Buenos Aires, Argentina, Dec 8, 2019 / 12:00 am (CNA).- A popular Argentine priest has explained why he frequently wears a priestly cassock, even while the garment has fallen out of favor among some priests.
Fr. Christian Viñas, pastor of Sacred Heart of Jesus parish in Cambaceres, Buenos Aires Province, Argentina, explained in a recent essay why he wears his cassock as often as possible.
In the essay, entitled “I love my cassock!” Viñas explained that “Christ sends us all the time as sons to feed, console, correct, teach and sanctify. Of course to do that we must show ourselves and have to be seen as available.”
Viñas considers the cassock to be “uniquely priestly,” and “indispensable to identify us for what we are: Priests of the Lord! Dead to the world, so that others may live, and live in abundance (Jn 10:10). And in the world but not of the world (Jn 15:19).”

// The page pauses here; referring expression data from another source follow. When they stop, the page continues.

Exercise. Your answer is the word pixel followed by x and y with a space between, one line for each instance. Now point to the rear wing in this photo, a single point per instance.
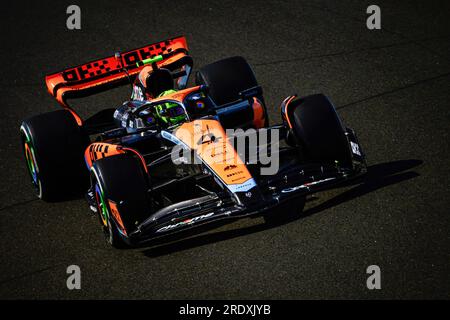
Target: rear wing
pixel 117 70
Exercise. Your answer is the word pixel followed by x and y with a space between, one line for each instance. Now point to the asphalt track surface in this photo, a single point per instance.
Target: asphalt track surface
pixel 390 85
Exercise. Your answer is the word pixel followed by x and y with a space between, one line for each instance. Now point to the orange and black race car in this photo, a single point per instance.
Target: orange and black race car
pixel 174 157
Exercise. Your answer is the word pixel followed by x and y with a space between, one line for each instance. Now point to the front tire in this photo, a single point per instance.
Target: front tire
pixel 225 79
pixel 121 191
pixel 319 130
pixel 53 146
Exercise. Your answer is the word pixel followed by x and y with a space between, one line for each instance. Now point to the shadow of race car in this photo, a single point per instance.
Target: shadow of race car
pixel 146 178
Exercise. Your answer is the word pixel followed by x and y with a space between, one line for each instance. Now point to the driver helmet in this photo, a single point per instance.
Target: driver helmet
pixel 170 113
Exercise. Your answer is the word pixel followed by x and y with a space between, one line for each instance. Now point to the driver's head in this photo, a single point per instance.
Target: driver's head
pixel 170 113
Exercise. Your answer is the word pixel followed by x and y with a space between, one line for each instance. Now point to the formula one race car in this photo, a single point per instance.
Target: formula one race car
pixel 167 160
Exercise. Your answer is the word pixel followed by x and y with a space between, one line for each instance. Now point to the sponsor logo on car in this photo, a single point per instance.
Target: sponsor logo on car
pixel 185 222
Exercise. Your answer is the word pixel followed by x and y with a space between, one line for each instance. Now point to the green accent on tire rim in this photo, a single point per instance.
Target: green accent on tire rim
pixel 102 205
pixel 31 163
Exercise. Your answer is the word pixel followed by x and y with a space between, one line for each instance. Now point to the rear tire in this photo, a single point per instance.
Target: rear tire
pixel 121 180
pixel 54 146
pixel 226 79
pixel 319 131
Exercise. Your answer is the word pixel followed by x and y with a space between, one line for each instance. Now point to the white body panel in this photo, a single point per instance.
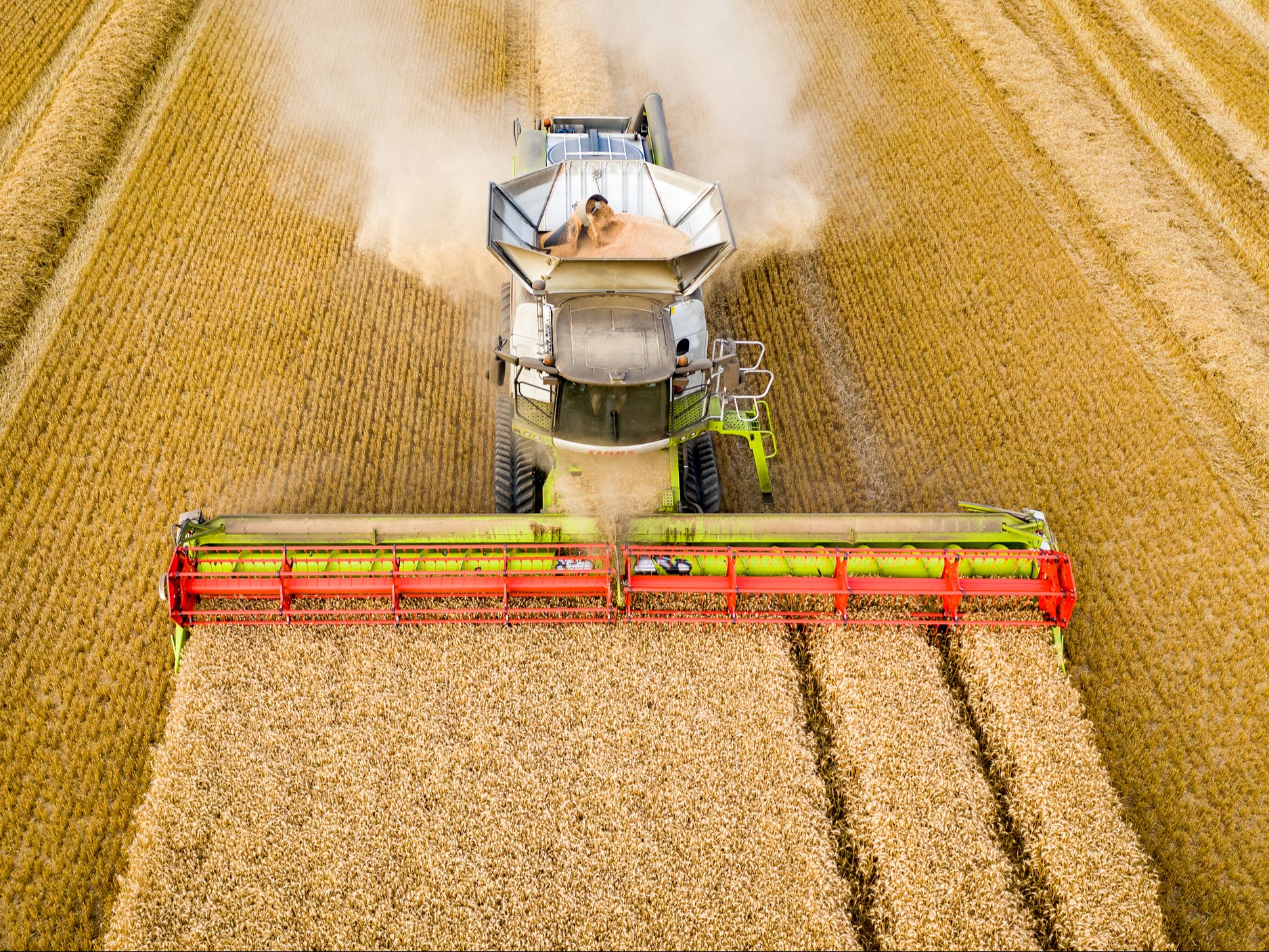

“The cassock of course never goes unnoticed. It situates us, distinguishes us, preserves us, and presents us in society. And, in a society like ours where the ideologues of hate sow all the time aversion against those in uniform, from clerics and nuns, to soldiers and police, on to hotel and building porters, it constitutes a clear identification of what one is and for Whom one is,” he wrote.
By wearing the cassock, “we receive anything from glowing praises to violent insults, to requests for confession, to spontaneous venting, to asking for advice, to requests for blessings for entire families, right out in public,” Viñas said
Viñas says he has time for all of them. “I always stop even though I am often going from one urgent thing to another. They are the children God puts on my path and they don’t take away my time but they give meaning to the time, as a priest, He gives to me,”
In the U.S., the norms regarding priestly clothing stipulate that while “a black suit and Roman collar are the usual attire for priests. The use of the cassock is at the discretion of the cleric.”
“I love my cassock, amid the pushback from the world. Give me the grace, Lord, to live and die with it, and for it!” Vinas wrote.